話もろくに聞かず、見て見ぬふりをするクソ教師、自分のことしか考えられない自己中なクソ生徒、主犯、傍観者、どいつもこいつもクソだ。

教室に入ると俺の方を見てニヤニヤしだすやつ、明らかに目を逸らして人畜無害を気取るやつ、機嫌が悪そうな担任。

俺の机の中には大量のケシカスや、折れたシャー芯、くしゃくしゃにされた俺のプリントが入っている。

これだ、これだから嫌いなのだ、学校が。


そして、朝が嫌いだ。
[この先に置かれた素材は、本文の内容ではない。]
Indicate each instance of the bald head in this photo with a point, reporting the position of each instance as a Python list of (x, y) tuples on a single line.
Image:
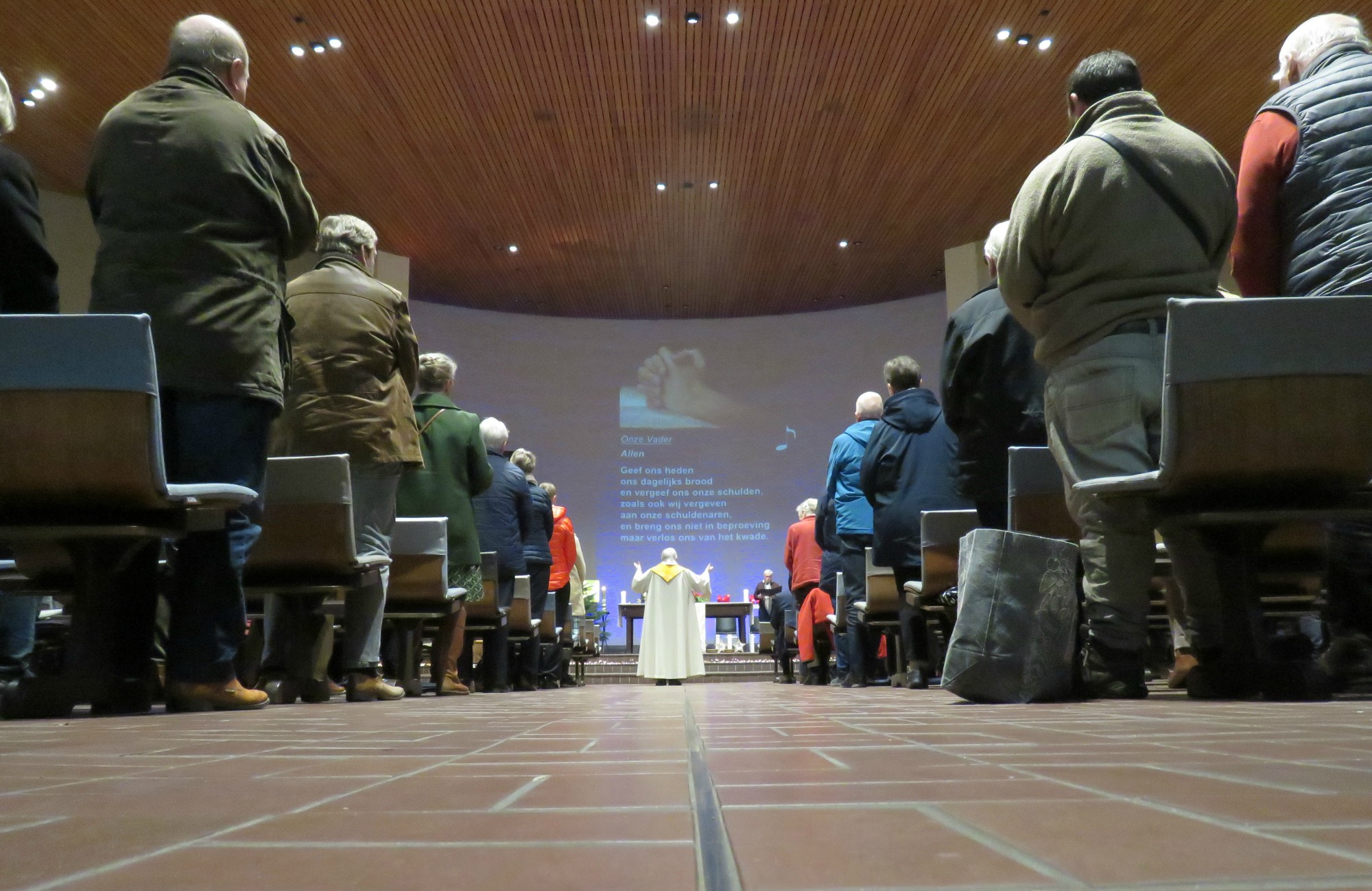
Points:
[(1305, 44), (869, 406), (205, 41)]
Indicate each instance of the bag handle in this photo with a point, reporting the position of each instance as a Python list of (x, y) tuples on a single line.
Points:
[(431, 420), (1152, 177)]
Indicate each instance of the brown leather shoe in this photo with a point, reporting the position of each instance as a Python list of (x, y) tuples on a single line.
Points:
[(451, 686), (1181, 668), (367, 689), (222, 697)]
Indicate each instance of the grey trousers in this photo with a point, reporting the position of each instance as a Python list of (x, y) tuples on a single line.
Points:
[(374, 520), (1104, 407)]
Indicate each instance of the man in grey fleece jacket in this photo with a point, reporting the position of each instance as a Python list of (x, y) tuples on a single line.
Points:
[(1093, 255)]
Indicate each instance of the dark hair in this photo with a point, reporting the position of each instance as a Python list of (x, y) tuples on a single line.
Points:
[(902, 373), (1104, 74)]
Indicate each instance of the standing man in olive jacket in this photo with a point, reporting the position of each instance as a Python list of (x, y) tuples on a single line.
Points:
[(355, 361), (198, 207), (1093, 255)]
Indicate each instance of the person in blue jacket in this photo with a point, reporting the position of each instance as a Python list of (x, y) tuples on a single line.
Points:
[(854, 524), (910, 466)]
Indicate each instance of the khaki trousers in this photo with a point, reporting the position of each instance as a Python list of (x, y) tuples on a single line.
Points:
[(1104, 407)]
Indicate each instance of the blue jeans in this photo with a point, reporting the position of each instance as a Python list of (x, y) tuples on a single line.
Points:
[(213, 439), (853, 554), (19, 617)]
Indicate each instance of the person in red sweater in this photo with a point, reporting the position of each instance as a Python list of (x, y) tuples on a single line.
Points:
[(559, 582), (803, 558)]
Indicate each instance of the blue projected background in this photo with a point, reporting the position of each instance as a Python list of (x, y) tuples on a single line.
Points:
[(702, 435)]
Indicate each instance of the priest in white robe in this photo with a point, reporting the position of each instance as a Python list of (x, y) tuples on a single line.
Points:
[(673, 648)]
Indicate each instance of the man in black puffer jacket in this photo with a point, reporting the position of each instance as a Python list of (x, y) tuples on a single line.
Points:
[(993, 392), (504, 521), (910, 466)]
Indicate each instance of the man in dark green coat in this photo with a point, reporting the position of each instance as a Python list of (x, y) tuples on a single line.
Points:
[(198, 207), (455, 471)]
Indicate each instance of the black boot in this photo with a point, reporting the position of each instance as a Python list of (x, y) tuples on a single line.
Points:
[(1216, 678), (917, 678), (1109, 674)]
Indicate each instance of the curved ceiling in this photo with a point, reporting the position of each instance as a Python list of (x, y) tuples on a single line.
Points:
[(463, 126)]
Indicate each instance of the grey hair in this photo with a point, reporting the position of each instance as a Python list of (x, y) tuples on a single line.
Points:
[(342, 233), (208, 43), (6, 107), (1315, 36), (526, 461), (995, 241), (436, 370), (495, 433), (869, 406)]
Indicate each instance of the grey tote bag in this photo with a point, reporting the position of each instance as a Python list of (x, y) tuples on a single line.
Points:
[(1017, 619)]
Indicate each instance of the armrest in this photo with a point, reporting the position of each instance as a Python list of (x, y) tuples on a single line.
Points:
[(374, 561), (1108, 487), (212, 492)]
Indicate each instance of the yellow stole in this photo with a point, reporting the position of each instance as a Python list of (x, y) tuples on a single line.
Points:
[(666, 571)]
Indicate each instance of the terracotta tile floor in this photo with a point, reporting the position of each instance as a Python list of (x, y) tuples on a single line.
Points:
[(626, 787)]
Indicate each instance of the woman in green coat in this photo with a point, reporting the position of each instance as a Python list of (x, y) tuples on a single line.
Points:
[(455, 471)]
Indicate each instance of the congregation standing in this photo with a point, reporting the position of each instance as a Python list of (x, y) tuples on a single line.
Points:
[(198, 206)]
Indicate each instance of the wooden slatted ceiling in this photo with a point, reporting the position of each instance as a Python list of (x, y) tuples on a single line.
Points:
[(460, 126)]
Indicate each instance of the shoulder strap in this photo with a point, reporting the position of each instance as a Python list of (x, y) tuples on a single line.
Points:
[(1152, 177), (431, 420)]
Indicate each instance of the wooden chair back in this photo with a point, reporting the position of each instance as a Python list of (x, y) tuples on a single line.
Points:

そんな嫌いな学校のために早起きしないといけないからーー


「俺は今日、学校に行ったら屋上から飛び降りて死んでやる」


そんなことを考えながらのそのそと学校に向かう準備をしていた。

時刻は9時30分、圧倒的に遅刻である。まあ、遅刻だから何だという話だ、どうせ死ぬんだし、ゆっくり行こう。

そんな事を考えつつ準備を終わらせ、家族に向けての遺書を書く。まず母さんに、次に親父に、妹へも一応書く。

あらかじめ書く内容は決めていたので割とスムーズに書くことができた。我ながら上出来である。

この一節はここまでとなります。